As early as 2018, Mourinho was content to sell Anthony Martial but with four different managers in that period (including interim Ralf Rangnick) the Frenchman remains. Likewise the uncertainty surrounding Ten Hag’s future has left a door ajar for Jadon Sancho, whose camp believe he could yet flourish under a different coach. There is also a sense that the blame lies, at least in part, with a broken midfield.
Ten Hag wanted Hojlund, who is still only 20, as part of what he has always seen as a five-year project but because he cost an upfront fee of £64m, he took up the bulk of United’s summer budget.
What next?
To fix that, the list of striker targets is extensive – and expensive. They are thought to include Napoli’s Victor Osimhen, Brentford’s Ivan Toney when he returns from his ban for betting offences, and Porto’s Mehdi Taremi.
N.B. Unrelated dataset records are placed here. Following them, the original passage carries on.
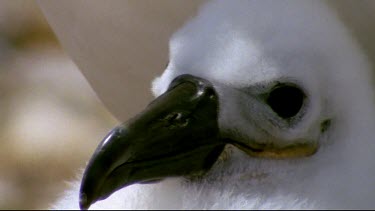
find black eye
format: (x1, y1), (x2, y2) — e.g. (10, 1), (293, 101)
(267, 85), (305, 119)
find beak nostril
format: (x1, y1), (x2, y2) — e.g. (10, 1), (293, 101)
(164, 112), (189, 128)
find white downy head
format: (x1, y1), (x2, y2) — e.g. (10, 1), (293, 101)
(153, 0), (375, 208)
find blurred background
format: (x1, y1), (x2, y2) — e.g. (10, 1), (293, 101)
(0, 0), (117, 209)
(0, 0), (375, 209)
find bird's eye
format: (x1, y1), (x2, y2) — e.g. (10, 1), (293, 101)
(267, 84), (305, 119)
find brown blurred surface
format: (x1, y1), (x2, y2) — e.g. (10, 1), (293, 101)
(0, 0), (117, 209)
(0, 0), (375, 209)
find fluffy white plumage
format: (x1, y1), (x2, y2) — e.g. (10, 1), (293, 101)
(51, 0), (375, 209)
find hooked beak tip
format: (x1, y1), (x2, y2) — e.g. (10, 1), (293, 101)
(79, 193), (90, 210)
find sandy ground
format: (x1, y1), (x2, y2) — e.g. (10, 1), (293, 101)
(0, 0), (375, 209)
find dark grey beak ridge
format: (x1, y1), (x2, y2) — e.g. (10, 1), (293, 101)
(79, 75), (225, 209)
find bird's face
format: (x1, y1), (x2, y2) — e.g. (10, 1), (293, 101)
(80, 1), (370, 208)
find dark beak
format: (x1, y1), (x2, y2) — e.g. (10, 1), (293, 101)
(79, 75), (225, 209)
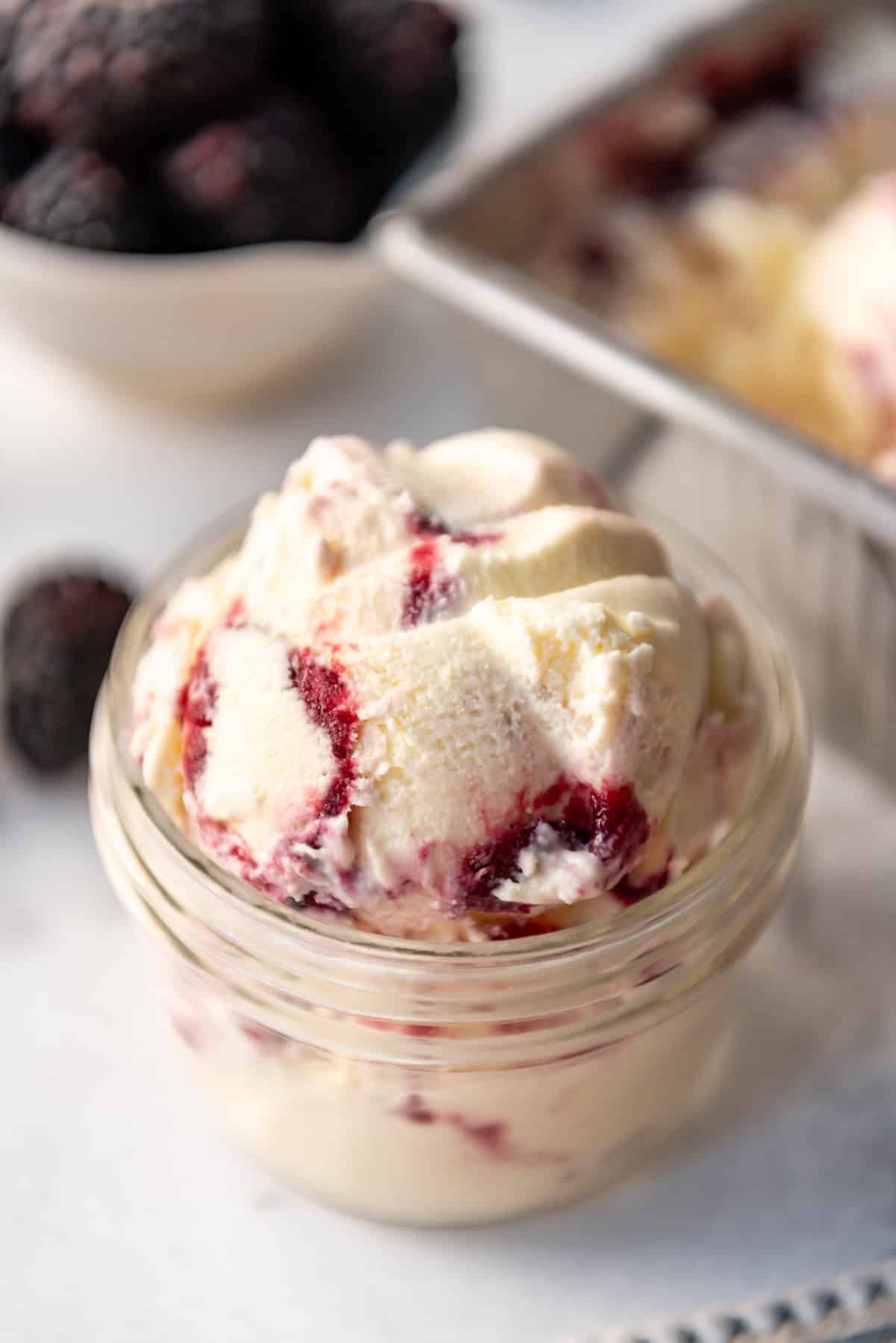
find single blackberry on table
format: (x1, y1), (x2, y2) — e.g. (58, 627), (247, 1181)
(161, 94), (365, 247)
(3, 145), (168, 252)
(10, 0), (264, 148)
(3, 572), (131, 771)
(273, 0), (459, 190)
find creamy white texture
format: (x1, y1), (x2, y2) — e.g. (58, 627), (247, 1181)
(800, 172), (896, 416)
(133, 429), (756, 937)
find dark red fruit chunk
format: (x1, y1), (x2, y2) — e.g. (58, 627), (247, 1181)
(612, 863), (669, 909)
(3, 146), (173, 252)
(457, 776), (650, 914)
(161, 94), (370, 249)
(289, 648), (358, 819)
(558, 783), (650, 870)
(178, 651), (217, 793)
(10, 0), (264, 148)
(3, 571), (131, 769)
(410, 509), (503, 545)
(402, 540), (454, 626)
(692, 28), (815, 117)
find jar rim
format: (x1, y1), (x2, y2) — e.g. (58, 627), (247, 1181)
(100, 500), (812, 967)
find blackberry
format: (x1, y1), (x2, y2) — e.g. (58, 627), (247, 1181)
(0, 123), (40, 209)
(3, 145), (168, 252)
(3, 571), (131, 771)
(273, 0), (459, 190)
(10, 0), (264, 148)
(161, 94), (365, 247)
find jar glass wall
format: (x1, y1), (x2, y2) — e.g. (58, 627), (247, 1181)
(91, 505), (809, 1225)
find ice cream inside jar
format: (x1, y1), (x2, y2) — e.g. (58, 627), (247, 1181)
(93, 429), (807, 1222)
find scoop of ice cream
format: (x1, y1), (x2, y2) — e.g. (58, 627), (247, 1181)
(800, 172), (896, 449)
(133, 429), (756, 939)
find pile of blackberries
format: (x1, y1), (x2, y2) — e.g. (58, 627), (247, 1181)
(0, 0), (458, 252)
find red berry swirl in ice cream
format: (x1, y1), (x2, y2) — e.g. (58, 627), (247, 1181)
(133, 429), (758, 940)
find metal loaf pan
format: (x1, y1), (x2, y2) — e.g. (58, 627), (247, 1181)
(375, 0), (896, 786)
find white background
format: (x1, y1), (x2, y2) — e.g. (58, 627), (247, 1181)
(0, 0), (896, 1343)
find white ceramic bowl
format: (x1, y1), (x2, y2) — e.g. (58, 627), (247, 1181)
(0, 226), (379, 403)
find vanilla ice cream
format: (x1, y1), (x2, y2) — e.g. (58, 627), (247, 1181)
(133, 429), (759, 940)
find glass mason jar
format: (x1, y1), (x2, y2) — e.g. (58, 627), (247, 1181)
(91, 505), (809, 1225)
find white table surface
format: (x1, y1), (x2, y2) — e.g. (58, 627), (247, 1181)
(0, 0), (896, 1343)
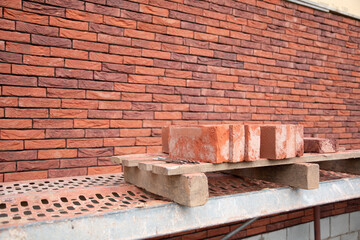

Equally crucial will be the arrival of a new sporting director, to be ratified when the Ratcliffe deal is done. Newcastle will not entertain an approach for Dan Ashworth and while former Spurs Head of Recruitment Paul Mitchell is the frontrunner, United have also been looking at Crystal Palace’s Dougie Freedman.
That does not smack of a coherent wishlist, but proceedings at Old Trafford rarely make sense anymore. It has been a decade since the Stretford End cried “attack attack attack” and they knew who would respond. But it was easier for the Glazers to throw millions at the problem than to deal with it – especially when the money was never theirs to begin with.